There’s a home screen that features four rectangular slots you can fill with 10 different widgets or shortcuts. These include a calendar notification bar, a scrollable row of shortcuts and a memory-jogger note. You switch between these on the home screen using the silver directional pad, while other functions are accessed from the main menu.
This Nokia-standard three-icon-wide menu houses all your apps, within an “Apps” subfolder, as well as supplying links to basic phone features like SMS messaging, the web browser and your contacts book. Delving further into the menu, the Nokia C2-01 comes with a handful of additional apps pre-installed including online photo service Flickr, a unit converter, size converter and world clock, plus a handful of games such as Bounce Tales, brain trainer Brain Champ and Digital Chocolate’s City Bloxx.
It’s a paltry selection of apps but can be added to thanks to the Ovi Store, Nokia’s own app store. Like any S40-powered phone though, the roster of apps available for the C2-01 isn’t impressive. eBuddy Mobile Messenger lets you talk to friends over the popular IM networks and Snaptu fills the Twitter functionality void but the apps available can’t match the offerings of any of the true smartphone platforms. Games are better served though, as long as you can make do with 16-bit style graphics rather than the flashy 3D games Android and iPhone buyers can show off.

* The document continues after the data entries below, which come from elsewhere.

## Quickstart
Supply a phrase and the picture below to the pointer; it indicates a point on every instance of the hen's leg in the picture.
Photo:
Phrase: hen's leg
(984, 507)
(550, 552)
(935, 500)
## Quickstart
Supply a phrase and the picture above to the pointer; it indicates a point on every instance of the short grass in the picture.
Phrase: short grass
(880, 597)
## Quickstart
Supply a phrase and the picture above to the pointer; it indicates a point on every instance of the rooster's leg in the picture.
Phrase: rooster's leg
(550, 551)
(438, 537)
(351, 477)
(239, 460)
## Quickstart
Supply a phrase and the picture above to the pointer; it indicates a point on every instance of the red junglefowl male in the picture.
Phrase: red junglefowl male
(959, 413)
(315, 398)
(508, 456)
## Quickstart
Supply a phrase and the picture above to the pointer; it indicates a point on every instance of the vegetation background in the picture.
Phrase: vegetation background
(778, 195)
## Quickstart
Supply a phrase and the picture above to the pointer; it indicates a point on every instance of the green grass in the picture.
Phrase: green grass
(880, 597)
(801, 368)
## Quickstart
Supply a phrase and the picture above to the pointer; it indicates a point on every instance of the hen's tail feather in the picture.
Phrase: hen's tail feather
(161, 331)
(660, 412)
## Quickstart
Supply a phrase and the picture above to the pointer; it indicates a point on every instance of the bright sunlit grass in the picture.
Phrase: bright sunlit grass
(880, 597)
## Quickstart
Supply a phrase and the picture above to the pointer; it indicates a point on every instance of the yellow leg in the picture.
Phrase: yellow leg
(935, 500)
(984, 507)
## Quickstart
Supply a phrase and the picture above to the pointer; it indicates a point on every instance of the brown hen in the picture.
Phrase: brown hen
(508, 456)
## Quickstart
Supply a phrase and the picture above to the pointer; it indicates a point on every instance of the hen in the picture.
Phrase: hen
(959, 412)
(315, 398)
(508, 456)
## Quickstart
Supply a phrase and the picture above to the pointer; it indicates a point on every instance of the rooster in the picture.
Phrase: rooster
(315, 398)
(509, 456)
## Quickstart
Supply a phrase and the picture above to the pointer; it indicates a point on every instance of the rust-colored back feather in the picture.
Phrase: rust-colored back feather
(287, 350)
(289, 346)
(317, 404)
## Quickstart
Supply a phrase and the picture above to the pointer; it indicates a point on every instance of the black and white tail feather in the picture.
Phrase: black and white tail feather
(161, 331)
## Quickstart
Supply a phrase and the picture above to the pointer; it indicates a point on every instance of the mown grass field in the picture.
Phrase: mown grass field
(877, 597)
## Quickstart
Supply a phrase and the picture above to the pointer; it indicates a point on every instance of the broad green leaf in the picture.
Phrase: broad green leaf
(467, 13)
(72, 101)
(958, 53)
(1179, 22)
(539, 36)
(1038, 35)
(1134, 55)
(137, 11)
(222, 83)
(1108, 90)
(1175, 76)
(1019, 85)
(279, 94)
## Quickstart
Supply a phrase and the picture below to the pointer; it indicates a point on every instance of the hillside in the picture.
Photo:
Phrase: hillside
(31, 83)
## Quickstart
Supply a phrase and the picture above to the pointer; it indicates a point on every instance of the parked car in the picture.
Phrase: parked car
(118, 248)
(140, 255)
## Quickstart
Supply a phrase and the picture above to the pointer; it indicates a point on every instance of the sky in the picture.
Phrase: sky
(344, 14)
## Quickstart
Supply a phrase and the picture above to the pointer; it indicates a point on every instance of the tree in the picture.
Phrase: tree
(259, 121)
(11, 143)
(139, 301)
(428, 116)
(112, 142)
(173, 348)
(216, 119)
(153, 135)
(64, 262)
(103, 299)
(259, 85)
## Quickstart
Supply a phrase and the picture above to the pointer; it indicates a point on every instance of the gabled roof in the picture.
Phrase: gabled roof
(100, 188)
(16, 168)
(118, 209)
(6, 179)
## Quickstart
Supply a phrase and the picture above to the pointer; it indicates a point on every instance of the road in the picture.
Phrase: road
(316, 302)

With 3G connectivity on-board, this phone is web-ready and comes with a built-in browser to prove it, but its form factor and price don’t convince us that this is a particularly effective web buddy next to alternatives. The Wi-Fi enabled Nokia C3 has a full Qwerty keyboard, the T-Mobile Pulse Mini has a larger, touch-sensitive screen plus both 3G and Wi-Fi, and the similarly-specced Sony Ericsson Cedar is available for a good Â£20 cheaper – not small change at this price.
You navigate through web pages using the D-pad to control a cursor, which feels very slow and ineffective if you’re used to the slick touchscreen navigation of a smartphone. Flash lite 3.0 is supported, so your web experience isn’t entirely cut down to the basics, but the internet on a small, non-touch screen doesn’t feel like the opportunity for entertainment (and who knows, perhaps even some learning) it is on a larger, more capable device. As with almost any phone on the market today, email support is included, but for simply checking the odd email alone, 3G might be considered overkill.